I will first prove that if $f(x)$ is a continuous and $\pi$-periodic function on $\mathbb{R}$, then $$\int_{-\infty}^{\infty} f(x) \, \frac{\sin^{2}(x)}{x^{2}} \, dx = \int_{0}^{\pi} f(x) \, dx$$ provided that both integrals converge.

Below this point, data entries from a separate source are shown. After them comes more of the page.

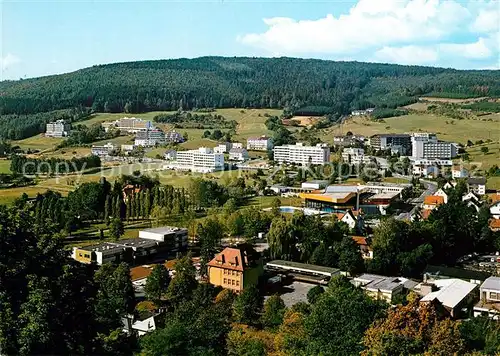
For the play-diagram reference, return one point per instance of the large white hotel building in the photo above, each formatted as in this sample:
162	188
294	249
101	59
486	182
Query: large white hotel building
300	154
427	146
203	160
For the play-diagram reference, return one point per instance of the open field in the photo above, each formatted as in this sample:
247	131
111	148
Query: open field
306	121
487	160
4	166
456	130
450	100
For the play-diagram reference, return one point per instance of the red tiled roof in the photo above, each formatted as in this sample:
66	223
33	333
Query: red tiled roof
229	258
425	213
495	224
434	200
140	272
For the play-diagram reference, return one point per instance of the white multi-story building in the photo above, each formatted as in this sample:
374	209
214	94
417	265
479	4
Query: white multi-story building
203	160
262	143
354	155
430	167
238	154
427	146
57	128
300	154
223	147
150	138
104	150
128	124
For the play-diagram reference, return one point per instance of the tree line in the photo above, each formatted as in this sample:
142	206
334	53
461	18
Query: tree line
217	82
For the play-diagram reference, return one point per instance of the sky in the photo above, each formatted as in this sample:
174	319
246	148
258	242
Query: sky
49	37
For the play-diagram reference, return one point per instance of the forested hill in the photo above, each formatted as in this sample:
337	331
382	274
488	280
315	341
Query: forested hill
240	82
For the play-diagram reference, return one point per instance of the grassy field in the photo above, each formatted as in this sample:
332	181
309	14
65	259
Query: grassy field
4	166
455	130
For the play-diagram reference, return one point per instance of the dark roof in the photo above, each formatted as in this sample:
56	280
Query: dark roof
477	180
454	272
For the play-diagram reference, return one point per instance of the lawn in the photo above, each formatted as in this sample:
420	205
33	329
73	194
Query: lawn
482	160
456	130
4	166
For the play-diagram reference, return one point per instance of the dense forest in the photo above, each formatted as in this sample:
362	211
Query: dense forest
240	82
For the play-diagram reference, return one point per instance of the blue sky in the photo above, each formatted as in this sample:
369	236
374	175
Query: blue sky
40	38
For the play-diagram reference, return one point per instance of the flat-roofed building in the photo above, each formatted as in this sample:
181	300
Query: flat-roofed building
235	268
489	303
174	238
128	250
262	143
173	137
427	146
238	154
382	287
58	128
477	185
455	295
300	154
314	184
383	142
353	155
203	160
128	125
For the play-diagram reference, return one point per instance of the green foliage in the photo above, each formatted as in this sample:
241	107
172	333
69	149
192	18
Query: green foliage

We will need that fact that $$\sum_{n=-\infty}^{\infty} \frac{1}{(z+n \pi)^{2}} = \csc^{2}(z).$$
(See THIS QUESTION for a derivation.)
$$\begin{align} \int_{-\infty}^{\infty} f(x) \, \frac{\sin^{2}(x)}{x^{2}} \, dx &= \sum_{n=-\infty}^{\infty} \int_{n \pi}^{(n+1) \pi} f(x) \frac{\sin^{2}(x)}{x} \, dx \\ &= \sum_{n = -\infty}^{\infty} \int_{0}^{\pi} f(u+ n \pi) \, \frac{\sin^{2}(u + n \pi)}{(u + n \pi)^{2}} \, du \\ &= \sum_{n=-\infty}^{\infty} \int_{0}^{\pi} f(u) \, \frac{\sin^{2}(u)}{(u + n \pi)^{2}} \, du \\ &= \int_{0}^{\pi} f(u) \sin^{2}(u) \sum_{n=\infty}^{\infty} \frac{1}{(u+n \pi)^{2}} \, du \\ &= \int_{0}^{\pi} f(u) \, du \end{align}$$
Jack D'Aurizio already showed that the integral is equivalent to $$I(n) = 2^{2n} \int_{-\infty}^{\infty} \frac{\sin^{2n+2}(x)}{x^{2}} \, dx. $$
So using the above formula, we get $$\begin{align} I(n) &= 2^{2n} \int_{0}^{\infty} \sin^{2n}(x) \frac{\sin^{2}(x)}{x^{2}} \, dx = 2^{2n}\int_{0}^{\pi} \sin^{2n}(x) \, dx \\ &= 2^{2n+1} \int_{0}^{\pi/2} \sin^{2n}(x) \, dx = 2^{2n+1} \frac{1}{2^{2n}} \binom{2n}{n} \frac{\pi}{2} \tag{1}\\&= \binom{2n}{n} \pi . \end{align}$$
$(1)$ Wallis's integral